Last updated on 2014.02.03

Vote No on Referred Law 16
Nix 16!

Last July I discussed a report that found "stack ranking," a policy very much like the teacher evaluation system in Governor Daugaard's Referred Law 16, "crippled Microsoft's ability innovate."

A blog-friend forwards me another response to that report that supporters of Referred Law 16's stack ranking ought to consider before wrecking their local schools with stack ranking:

To be clear, I am not opposed to pay for performance. But when unnecessary status are created, when small quantitative differences that don't matter are used to decide who is fired, anointed as a star, or treated as mediocre, and when friends are paid to treat each others as enemies, creating the unity of effort required to run an effective organization gets mighty tough -- some organizations find clever ways to get around the downsides of stacking, but some succeed despite rather than because of how they do it.

The late quality guru W. Edwards Deming despised force rankings. Let's give him the last word here. Here is another little excerpt from The Knowing-Doing Gap:

He argued that these systems require leaders to label many people as poor performers even though their work is well within the range of high quality. Deming maintained that when people get these unfair negative evaluations, it can leave them "bitter, crushed, bruised, battered, desolate, despondent, dejected, feeling inferior, some even depressed, unfit for work for weeks after receipt of the rating, unable to comprehend why they are inferior."

[Bob Sutton, "Dysfunctional Internal Competition at Microsoft: We've seen the enemy, and it is us!," Work Matters, July 6, 2012]

Politicians like Governor Daugaard and Senator Russell Olson who think stack ranking is good education policy should not be trusted to make education policy.

2 Comments

  1. Michael Black 2012.10.23

    It looks as if our Republican leaders in SD are just doing what they are required to do by the Obama administration so that they can secure the waiver needed to get out of the No Child Left Behind program.

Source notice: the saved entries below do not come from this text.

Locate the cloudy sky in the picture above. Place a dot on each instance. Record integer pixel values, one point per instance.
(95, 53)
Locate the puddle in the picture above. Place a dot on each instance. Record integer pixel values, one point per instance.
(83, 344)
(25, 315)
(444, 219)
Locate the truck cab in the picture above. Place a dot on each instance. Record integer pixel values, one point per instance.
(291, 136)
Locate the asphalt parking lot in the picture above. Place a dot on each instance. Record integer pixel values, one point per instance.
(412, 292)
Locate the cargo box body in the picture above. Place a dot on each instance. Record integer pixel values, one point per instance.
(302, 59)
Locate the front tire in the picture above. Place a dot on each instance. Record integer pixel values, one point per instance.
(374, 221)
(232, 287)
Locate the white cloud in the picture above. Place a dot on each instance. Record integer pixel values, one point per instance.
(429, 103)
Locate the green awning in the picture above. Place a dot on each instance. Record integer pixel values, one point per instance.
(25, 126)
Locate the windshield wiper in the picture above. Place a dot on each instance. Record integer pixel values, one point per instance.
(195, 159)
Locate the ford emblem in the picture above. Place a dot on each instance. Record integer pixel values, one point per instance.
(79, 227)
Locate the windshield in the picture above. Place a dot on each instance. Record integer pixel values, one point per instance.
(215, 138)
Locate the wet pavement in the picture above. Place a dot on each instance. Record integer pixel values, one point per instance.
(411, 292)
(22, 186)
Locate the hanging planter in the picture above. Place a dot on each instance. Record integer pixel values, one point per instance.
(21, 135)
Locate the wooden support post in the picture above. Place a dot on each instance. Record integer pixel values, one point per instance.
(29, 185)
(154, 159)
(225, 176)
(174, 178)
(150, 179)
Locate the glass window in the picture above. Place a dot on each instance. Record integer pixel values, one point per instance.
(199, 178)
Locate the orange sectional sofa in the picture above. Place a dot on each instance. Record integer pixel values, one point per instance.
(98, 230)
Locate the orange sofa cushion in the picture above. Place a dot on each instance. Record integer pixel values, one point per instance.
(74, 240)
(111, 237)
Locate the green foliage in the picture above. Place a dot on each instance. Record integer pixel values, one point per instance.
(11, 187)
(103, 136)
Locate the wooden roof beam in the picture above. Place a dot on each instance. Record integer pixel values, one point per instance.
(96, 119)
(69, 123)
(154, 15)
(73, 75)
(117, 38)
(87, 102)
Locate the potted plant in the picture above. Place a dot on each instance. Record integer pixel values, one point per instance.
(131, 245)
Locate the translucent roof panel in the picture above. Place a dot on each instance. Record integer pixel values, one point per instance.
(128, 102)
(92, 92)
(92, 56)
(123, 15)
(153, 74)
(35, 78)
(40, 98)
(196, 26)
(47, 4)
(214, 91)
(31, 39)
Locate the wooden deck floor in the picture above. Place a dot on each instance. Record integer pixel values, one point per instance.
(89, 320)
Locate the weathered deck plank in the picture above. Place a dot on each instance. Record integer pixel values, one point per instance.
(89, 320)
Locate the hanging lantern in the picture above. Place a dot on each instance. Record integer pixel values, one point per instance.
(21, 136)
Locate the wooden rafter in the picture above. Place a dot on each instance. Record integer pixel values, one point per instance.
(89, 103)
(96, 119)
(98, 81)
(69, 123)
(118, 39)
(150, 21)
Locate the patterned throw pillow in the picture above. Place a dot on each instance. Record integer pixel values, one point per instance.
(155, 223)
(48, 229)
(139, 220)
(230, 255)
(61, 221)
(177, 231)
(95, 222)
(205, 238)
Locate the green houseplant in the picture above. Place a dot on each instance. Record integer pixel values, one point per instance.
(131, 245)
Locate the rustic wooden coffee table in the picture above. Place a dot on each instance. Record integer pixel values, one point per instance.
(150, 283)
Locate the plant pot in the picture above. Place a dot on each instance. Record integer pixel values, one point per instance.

    http://www.latimes.com/news/opinion/opinion-la/la-ol-romney-obama-education-20121002,0,2231653.story

    "There are policies he can't legally force on states, such as a common curriculum and rules about how they have to evaluate teachers. (He and Education Secretary Arne Duncan are insistent that scores on standardized tests have to be a "significant" part of teacher evaluations; it's not bad policy to include them in some way, but there's a real lack of research to show that they are absolutely key to rating teachers or will improve learning significantly.) So what the administration has done is twist states' arms by making funding via such programs as Race to the Top conditional on meeting its vision of what education should look like, or, more recently, allowing waivers to states from the more onerous and nonsensical elements of the No Child Left Behind Act if they go along."

  2. Steve O'Brien 2012.10.23

    I do not accept the "Obama made us do it" whipping boy on this issue. First, if it SD Republicans or National Democrats, I am against RL 16 all the same. I don't decide to follow the leader. This state has turned its back on elements of the ACA because they do not like Obama or his rules, but now they "play ball" because told to? No. This is ALEC legislation - that it mirrors elements of NCLB waiver requirements only makes BOTH bad policy.